Human GC cell lines AGS, Hs746T, KATOIII, PSK4, MKN-1, MKN-28, MKN-74, NCI-N87, SNU1, SNU16, SNU216, SNU484, SNU601, SNU638, SNU668, and SNU719 were cultured in RPMI-1640 containing 10% fetal bovine serum (FBS). Cell lines YCC2, YCC3, YCC6, YCC7, YCC9, YCC11, and YCC16, generated at Yonsei University College of Medicine, were cultured in MEM containing 10% FBS. HEK293T cells were cultured in DMEM containing 10% FBS. SNU484 and NCI-N87 cells that constitutively expressed SYT11 were selected with 50 μg/ml hygromycin. All cell lines tested for mycoplasma contamination using cycleave polymerase chain reaction (PCR) mycoplasma detection kit (Takara).

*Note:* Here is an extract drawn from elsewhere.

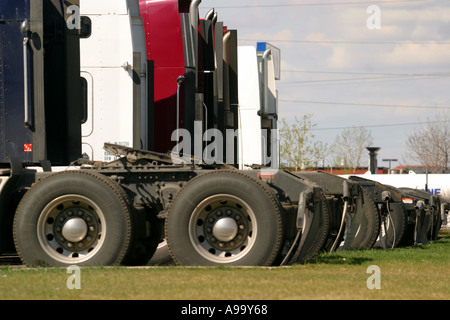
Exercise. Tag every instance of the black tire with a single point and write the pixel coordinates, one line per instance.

We purchased SP600125 from Sigma-Aldrich (St. Louis, MO). SYT11-antisense oligonucleotide (ASO) and NC-ASO were synthesized by Integrated DNA Technologies (Coralville, IA). The ASO sequences were as follows: SYT11-ASO#7 (5′- mA*mU*A*T*G*A*C*A*G*A*G*A*C*A*C*C*T*mG*mG-3′), SYT11-ASO#8 (5′-mU*mU*G*G*C*A*A*T*G*C*G*C*T*T*T*C*T*mG*mC-3′), and NC-ASO (5′-mC*mC*T*A*C*G*C*C*A*C*C*A*A*T*T*T*C*mG*Mu-3′).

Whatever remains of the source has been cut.